Me escuchan, y pensarán que soy agradecido a su comida. Acaso me convierto todos los días en un entretenimiento para sus niños, como las fieras de los antiguos circos romanos.
Soy más grande, más alto que todos ellos. Y la pronunciación de su lengua me pareció tan difícil, que desistí de ella, tras aprender algunas palabras.
Yo era un pobre y viviría como un pobre, y me complacía soñar con que un día necesitarían mis servicios, que dos brazos de los míos equivalían a cuatro de los suyos. Que en mi estatura casi les doblaba su talla, y sin embargo, yo era nadie. Dependía de ellos para vivir.

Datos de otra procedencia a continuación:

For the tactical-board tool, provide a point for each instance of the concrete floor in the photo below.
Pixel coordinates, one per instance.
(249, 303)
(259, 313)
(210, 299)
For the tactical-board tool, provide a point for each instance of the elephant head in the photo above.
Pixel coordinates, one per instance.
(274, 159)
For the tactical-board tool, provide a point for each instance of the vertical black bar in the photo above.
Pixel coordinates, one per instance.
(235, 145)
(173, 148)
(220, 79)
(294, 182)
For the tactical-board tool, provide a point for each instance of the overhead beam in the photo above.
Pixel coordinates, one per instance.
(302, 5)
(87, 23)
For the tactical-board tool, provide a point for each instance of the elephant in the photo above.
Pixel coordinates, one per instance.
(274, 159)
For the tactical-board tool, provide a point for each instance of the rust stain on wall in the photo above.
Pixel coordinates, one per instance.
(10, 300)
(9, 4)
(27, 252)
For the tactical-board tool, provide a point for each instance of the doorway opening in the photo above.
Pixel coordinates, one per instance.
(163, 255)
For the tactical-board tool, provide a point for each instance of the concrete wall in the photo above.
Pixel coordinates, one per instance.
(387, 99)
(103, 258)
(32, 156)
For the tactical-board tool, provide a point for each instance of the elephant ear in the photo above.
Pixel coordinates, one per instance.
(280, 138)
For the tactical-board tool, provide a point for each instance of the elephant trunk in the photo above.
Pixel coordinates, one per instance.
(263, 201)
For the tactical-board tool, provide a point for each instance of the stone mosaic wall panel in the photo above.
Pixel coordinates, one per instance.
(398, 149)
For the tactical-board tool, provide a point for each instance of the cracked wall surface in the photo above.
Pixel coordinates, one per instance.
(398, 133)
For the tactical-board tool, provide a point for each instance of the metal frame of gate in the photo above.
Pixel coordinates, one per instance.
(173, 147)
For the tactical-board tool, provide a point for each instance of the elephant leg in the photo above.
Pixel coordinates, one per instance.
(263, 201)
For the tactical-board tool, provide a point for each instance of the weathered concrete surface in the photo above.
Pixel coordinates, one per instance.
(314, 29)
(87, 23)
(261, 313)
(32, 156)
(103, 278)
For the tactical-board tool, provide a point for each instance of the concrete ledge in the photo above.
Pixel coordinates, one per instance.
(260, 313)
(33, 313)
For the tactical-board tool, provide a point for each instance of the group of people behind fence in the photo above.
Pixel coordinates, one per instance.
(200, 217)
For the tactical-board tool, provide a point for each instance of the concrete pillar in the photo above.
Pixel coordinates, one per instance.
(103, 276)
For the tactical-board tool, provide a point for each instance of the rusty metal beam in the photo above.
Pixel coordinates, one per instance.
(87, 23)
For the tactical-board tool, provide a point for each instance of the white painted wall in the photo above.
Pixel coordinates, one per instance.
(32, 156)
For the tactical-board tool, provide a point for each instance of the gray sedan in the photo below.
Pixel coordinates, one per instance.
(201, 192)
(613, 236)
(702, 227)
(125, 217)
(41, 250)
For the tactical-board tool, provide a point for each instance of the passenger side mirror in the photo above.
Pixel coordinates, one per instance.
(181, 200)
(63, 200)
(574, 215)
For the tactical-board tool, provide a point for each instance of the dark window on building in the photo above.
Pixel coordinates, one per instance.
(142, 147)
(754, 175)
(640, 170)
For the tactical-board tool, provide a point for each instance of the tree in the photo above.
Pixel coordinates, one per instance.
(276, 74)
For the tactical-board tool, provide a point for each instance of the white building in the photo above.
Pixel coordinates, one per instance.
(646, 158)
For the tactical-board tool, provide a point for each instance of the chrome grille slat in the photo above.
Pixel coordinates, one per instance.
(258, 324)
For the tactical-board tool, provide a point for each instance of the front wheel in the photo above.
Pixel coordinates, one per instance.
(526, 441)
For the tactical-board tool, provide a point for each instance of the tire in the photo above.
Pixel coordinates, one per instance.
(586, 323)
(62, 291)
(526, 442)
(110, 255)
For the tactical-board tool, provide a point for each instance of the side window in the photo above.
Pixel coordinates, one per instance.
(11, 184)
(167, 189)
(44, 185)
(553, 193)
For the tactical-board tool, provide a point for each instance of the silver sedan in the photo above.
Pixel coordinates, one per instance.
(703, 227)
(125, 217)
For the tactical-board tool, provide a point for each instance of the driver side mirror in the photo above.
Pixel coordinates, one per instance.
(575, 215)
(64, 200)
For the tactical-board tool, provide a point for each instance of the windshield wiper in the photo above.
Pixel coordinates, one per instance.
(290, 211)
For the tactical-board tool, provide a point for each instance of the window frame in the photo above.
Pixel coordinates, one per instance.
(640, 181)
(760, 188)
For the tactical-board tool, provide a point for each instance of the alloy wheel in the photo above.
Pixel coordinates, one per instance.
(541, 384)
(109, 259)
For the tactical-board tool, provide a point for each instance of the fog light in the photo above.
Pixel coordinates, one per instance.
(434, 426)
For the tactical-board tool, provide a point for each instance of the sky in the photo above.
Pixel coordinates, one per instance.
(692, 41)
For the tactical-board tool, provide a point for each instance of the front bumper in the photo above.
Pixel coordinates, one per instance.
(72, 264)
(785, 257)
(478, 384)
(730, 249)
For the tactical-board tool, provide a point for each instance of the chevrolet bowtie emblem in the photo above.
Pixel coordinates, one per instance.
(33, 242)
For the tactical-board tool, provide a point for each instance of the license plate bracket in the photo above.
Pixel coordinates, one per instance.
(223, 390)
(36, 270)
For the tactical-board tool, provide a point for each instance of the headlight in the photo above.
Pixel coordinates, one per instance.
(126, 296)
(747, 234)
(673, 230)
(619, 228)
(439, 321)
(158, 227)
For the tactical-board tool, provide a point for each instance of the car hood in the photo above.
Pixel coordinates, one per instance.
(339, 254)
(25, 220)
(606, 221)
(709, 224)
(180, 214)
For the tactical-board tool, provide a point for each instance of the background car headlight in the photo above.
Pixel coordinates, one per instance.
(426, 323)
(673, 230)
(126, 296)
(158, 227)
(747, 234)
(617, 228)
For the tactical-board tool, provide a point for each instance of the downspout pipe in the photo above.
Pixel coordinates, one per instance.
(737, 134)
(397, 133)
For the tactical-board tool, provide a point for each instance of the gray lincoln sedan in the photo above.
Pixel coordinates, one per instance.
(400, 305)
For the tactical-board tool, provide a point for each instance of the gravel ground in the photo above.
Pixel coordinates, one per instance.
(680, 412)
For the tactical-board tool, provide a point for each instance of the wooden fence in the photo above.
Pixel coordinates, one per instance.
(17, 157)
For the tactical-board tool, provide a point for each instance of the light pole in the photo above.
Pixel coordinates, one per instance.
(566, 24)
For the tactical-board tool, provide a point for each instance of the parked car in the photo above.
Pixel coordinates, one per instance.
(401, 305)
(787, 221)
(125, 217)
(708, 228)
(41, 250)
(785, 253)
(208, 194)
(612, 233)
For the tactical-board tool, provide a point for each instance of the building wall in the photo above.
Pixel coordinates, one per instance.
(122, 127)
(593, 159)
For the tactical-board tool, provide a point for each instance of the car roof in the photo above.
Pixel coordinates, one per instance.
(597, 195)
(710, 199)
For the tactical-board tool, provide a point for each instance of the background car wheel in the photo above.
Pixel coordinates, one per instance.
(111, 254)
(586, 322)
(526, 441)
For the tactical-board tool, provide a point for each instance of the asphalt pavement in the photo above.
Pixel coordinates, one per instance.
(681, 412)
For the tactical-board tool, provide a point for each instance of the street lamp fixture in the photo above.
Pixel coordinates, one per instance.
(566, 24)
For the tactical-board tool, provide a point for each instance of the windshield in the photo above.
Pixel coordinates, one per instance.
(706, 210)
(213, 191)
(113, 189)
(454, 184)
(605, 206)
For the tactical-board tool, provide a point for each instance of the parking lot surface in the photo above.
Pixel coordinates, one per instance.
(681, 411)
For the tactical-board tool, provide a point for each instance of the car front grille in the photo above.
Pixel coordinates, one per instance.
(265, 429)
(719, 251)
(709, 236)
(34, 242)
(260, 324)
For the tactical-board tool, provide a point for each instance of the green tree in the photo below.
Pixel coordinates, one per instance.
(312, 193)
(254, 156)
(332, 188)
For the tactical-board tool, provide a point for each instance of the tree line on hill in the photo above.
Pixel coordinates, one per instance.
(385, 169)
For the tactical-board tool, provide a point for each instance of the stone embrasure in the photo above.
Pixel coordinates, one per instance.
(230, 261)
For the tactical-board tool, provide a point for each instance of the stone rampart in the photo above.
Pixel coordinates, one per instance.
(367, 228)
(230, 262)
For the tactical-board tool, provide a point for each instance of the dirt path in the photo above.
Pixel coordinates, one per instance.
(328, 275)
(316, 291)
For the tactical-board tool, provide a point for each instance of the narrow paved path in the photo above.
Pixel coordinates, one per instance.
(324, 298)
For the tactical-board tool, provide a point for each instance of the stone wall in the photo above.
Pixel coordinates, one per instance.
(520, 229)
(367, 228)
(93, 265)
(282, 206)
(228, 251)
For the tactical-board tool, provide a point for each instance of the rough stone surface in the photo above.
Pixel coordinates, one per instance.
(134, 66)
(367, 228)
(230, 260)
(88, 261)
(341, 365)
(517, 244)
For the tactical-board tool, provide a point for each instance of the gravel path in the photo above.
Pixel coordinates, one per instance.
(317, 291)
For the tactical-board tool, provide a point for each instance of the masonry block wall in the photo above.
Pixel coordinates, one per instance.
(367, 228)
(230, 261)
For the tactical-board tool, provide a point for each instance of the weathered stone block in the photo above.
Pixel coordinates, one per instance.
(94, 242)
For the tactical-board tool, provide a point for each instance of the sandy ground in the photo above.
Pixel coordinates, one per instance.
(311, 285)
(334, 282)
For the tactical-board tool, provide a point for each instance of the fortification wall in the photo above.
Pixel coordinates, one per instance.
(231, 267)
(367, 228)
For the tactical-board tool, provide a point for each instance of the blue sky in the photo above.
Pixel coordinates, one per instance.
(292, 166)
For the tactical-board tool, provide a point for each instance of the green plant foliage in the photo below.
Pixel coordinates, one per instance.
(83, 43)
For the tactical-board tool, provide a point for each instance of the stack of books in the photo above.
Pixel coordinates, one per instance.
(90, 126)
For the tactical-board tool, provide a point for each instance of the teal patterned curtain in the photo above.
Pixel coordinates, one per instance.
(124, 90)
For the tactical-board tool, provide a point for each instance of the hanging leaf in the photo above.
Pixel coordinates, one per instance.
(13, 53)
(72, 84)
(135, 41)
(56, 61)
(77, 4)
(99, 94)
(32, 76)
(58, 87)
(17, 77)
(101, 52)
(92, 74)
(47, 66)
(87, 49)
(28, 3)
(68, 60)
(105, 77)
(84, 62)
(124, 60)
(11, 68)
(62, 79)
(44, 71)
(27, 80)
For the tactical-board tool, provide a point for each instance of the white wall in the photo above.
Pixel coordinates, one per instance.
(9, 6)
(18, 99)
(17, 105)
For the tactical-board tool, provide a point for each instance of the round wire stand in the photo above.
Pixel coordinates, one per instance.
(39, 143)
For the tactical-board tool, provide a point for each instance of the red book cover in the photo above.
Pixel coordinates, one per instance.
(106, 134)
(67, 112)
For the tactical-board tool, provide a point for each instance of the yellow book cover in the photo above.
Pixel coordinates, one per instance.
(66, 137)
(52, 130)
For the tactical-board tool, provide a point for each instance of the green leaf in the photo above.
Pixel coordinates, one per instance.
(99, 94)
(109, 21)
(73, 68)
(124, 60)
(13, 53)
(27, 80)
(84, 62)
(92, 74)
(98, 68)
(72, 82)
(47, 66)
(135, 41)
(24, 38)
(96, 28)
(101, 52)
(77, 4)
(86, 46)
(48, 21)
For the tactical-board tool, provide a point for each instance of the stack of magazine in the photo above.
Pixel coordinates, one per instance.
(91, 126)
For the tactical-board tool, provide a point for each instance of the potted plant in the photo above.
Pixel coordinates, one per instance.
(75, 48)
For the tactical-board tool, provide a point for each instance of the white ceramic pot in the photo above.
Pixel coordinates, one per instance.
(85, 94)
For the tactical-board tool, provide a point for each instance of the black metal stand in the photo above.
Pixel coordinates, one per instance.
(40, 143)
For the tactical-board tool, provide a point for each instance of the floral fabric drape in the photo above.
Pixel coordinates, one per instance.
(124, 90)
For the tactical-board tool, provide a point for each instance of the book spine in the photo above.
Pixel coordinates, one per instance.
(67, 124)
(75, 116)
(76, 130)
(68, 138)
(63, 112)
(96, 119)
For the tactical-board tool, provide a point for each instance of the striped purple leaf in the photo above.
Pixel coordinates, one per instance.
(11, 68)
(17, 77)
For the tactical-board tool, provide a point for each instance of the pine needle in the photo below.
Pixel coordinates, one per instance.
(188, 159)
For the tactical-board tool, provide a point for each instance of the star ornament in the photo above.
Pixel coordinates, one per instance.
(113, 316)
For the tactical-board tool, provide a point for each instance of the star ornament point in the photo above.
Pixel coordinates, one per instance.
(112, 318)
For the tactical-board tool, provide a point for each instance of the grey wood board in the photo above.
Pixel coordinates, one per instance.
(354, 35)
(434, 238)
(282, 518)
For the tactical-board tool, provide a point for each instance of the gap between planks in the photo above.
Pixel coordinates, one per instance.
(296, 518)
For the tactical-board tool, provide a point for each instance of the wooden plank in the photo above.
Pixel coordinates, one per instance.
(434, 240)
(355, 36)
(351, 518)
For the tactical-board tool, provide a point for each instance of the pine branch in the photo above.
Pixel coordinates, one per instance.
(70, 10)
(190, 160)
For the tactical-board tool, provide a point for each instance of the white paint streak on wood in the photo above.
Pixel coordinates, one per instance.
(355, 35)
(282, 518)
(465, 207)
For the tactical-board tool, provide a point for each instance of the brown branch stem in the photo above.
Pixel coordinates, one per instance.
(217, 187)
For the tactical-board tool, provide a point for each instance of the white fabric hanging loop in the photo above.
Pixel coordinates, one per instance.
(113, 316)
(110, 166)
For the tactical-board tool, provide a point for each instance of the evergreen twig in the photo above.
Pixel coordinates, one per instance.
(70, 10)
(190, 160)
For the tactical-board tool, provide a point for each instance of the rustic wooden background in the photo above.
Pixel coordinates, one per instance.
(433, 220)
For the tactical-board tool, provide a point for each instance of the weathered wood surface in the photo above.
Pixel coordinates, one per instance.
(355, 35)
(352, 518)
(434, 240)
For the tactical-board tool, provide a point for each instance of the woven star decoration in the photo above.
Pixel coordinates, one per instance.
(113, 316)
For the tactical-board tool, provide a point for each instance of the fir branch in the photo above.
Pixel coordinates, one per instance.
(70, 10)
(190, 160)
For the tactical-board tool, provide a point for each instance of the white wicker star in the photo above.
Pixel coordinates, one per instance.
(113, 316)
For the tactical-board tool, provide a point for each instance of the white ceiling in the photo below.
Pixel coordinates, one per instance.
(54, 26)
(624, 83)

Y también pensaba que si un día lograse regresar a mi tierra… ¡Qué extrañas me sonaban esas palabras…! «Regresar a mi tierra…» Hablaría de ellos, y volvería con productos nuevos y desconocidos para comerciar. Aún no tenía claro qué clase de productos podrían necesitar aquellas gentes de vida tan sencilla. Sí sabía cuáles de sus productos se venderían fácilmente en otros puertos, y ya imaginaba en los muelles de carga, fardos y barriles de aquellas especias, mientras mozos de cuerda las subirían por las rampas hacia el interior de las naves o los bajarían de ellas en lejanos puertos.
Y allí estaría yo, el riquísimo mercader Giacomo Baldosini, aquel que naufragó, y luego hizo una fortuna.